Art enfantin

I QUESTIONS :

N'avez-vous jamais éprouvé une certaine aversion pour ces deux mots qui paraissent être ajustés à la seule mesure de l'adulte et très peu adaptés à la taille de l'enfant ?

Mais, puisque le titre existe et que les deux mots sont installés sur la couverture de la revue, à quoi correspondent-ils ? C'est la question qui semble se reposer aujourd'hui (encore que, récemment, l'ajout de et Créations semble indiquer à la fois l'élargissement et l'ouverture d'une attitude et d'une conception nouvelles).

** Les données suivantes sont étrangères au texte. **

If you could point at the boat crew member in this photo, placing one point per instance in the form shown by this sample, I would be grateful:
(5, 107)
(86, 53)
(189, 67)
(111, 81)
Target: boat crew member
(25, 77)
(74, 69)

- Doit-on lire : Art sélectionné, Art « ségrégatif » - Art protégé - préservé - structuré - comportant des normes précises, un cachet « prestige », une estampille « chef-d'œuvre » ? un art lié à une période précise de la vie humaine, mais qui commence où, qui finit quand ?

- Doit-on lire : Art libéré - Art privé de carte d'identité - Art renouvelé ?

- Doit-on parcourir la revue avec une impression de satisfaction, de béatitude, avec la quiétude de savoir qu'à chaque fois on trouvera ce qu'on attend ?

- Doit-on en tourner les pages, à même le vent, respirer, hors des chemins sécurisants, la sourde inquiétude de ce qui se cherche, mélanger l'achevé à l'hésitant, aimer le trait ferme, parfait et celui qui tremble, tâtonne, découvrir la couleur exacte, éclatante, incisive et aussi être séduit par celle qui se mélange, empiète, serpente ?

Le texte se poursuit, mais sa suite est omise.